Greedo took the stage to be met not only by a full house of adoring fans both in the crowd and on-stage, but also by an irritating set of technical difficulties. It was tolerable, if not understandable, the first time. But when it became evident that his DJ couldn’t let a song flow long enough for him to finish, interrupting the song by transitioning to another, the discontent was palpable. Audience boos and side chatter wondering what the problem was put the pressure not only on the apologetic DJ but on Greedo himself, who threatened to fire her on stage (soon after the show, Greedo took to Instagram to claim he fired her).
Frustrating as it was, the chance to catch him at one of his final shows before he’s behind bars evaporated the frustrations among the crowd. You know an artist is the real deal when not even infuriatingly consistent technical difficulties can derail the party. Halfway into the set, Shoreline Mafia’s OhGeesy joined Greedo on stage, partially assembling the Avengers of the LA rap scene. For an artist with so many songs released to his name, and a purported hundred-something more, the format of the set — sticking mostly to hooks save for a few full-length cuts like “Breaking News” and “Never Bend” — was ingenious. Or, it could have been an incidental repercussion of a song-skipping DJ. Whatever the case, the audience showed no shortage of love for Greedo.

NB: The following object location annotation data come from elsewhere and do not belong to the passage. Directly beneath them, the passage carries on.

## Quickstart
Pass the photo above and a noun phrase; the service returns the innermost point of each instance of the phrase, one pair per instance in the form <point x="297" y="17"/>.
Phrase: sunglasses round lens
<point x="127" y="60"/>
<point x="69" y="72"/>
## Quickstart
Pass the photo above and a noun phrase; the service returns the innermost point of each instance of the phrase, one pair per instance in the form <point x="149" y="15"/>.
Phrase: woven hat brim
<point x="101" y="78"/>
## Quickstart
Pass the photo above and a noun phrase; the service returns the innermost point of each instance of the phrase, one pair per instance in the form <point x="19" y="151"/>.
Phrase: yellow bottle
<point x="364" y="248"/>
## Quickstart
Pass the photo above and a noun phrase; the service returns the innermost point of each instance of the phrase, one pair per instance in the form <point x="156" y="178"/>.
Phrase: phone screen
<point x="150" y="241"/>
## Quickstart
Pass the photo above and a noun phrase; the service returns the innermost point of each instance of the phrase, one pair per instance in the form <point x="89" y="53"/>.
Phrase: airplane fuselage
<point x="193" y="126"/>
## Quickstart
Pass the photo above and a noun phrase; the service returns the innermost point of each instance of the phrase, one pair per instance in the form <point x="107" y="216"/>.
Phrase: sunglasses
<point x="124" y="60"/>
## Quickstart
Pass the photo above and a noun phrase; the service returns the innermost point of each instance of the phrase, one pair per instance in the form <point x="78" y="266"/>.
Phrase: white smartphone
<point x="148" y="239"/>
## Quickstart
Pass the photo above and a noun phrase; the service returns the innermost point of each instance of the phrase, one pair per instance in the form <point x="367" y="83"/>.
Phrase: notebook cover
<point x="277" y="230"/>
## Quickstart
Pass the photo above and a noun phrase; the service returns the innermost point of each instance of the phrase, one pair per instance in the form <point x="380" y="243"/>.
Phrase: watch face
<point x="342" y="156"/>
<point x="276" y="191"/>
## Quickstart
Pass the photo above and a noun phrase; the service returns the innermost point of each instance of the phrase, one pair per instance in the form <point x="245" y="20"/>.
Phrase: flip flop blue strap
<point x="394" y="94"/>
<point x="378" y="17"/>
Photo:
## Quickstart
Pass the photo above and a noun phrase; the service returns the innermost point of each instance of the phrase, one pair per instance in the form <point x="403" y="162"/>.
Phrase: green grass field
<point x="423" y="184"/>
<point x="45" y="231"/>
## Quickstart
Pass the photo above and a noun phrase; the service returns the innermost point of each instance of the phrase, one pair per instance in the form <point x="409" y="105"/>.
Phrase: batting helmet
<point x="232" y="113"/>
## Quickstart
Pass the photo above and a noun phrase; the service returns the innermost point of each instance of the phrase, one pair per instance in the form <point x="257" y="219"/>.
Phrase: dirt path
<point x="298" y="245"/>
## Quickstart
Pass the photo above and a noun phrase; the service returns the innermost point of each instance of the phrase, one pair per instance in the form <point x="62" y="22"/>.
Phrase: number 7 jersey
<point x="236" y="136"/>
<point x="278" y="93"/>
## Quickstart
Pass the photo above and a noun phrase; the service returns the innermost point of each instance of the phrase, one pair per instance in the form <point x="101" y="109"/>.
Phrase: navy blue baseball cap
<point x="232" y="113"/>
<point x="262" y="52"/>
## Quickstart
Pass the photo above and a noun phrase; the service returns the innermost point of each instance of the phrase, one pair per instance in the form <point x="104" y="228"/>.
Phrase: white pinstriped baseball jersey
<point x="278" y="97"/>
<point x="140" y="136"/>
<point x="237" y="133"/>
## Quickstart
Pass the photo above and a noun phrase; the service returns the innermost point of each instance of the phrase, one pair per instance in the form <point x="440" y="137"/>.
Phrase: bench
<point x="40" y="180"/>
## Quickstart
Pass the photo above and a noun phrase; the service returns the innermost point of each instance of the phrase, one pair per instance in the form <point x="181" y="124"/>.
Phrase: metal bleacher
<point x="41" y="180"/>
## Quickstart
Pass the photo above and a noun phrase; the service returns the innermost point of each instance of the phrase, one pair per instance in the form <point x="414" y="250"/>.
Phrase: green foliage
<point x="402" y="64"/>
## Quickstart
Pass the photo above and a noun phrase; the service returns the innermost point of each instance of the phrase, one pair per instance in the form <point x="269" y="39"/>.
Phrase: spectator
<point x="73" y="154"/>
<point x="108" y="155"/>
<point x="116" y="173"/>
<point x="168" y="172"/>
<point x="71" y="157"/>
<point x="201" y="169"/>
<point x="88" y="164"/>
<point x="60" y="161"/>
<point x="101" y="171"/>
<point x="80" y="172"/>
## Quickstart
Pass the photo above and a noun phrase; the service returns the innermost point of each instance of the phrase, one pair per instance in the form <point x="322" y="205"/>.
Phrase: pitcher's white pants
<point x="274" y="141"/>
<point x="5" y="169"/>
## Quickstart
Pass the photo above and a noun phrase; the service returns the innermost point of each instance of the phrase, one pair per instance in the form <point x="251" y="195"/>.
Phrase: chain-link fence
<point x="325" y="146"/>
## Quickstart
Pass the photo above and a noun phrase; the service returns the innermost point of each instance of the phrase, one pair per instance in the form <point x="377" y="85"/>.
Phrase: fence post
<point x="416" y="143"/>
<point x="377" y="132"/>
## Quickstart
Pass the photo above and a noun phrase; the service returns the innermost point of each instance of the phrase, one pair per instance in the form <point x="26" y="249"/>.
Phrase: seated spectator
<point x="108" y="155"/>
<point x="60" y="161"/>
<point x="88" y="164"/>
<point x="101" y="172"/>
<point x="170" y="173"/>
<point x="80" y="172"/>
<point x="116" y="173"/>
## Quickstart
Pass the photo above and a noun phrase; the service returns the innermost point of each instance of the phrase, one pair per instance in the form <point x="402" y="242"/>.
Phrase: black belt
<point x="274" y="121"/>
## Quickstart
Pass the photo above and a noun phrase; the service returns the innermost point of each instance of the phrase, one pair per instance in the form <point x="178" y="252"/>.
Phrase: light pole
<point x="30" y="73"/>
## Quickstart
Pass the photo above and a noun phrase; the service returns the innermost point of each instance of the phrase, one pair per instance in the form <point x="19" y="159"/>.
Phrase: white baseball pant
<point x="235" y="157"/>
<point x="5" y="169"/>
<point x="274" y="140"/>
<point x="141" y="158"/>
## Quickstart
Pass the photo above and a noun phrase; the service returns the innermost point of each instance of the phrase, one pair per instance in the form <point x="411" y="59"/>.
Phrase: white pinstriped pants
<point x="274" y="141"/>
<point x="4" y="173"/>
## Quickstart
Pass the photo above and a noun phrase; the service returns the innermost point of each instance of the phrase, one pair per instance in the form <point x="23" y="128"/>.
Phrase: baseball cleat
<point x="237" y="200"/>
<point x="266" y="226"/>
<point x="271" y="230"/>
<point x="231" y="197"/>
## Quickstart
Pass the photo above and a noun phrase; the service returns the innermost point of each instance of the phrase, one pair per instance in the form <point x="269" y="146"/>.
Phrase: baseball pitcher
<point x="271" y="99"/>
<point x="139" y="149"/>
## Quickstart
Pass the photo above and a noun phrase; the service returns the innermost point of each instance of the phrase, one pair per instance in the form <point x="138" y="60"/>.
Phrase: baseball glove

So the show was great. But Greedo deserves better. Whether it’s an uneventful show blundered by lighting and mixing issues or Youtube commenters lacking any understanding of the rapper’s unique expressiveness, Greedo’s status as a literal living legend is rebuked far too often — as though his tattoo was anything other than a proclamation of this status. God willing, the world will get to hear more music from the Wolf of Grape Street during his stint in prison.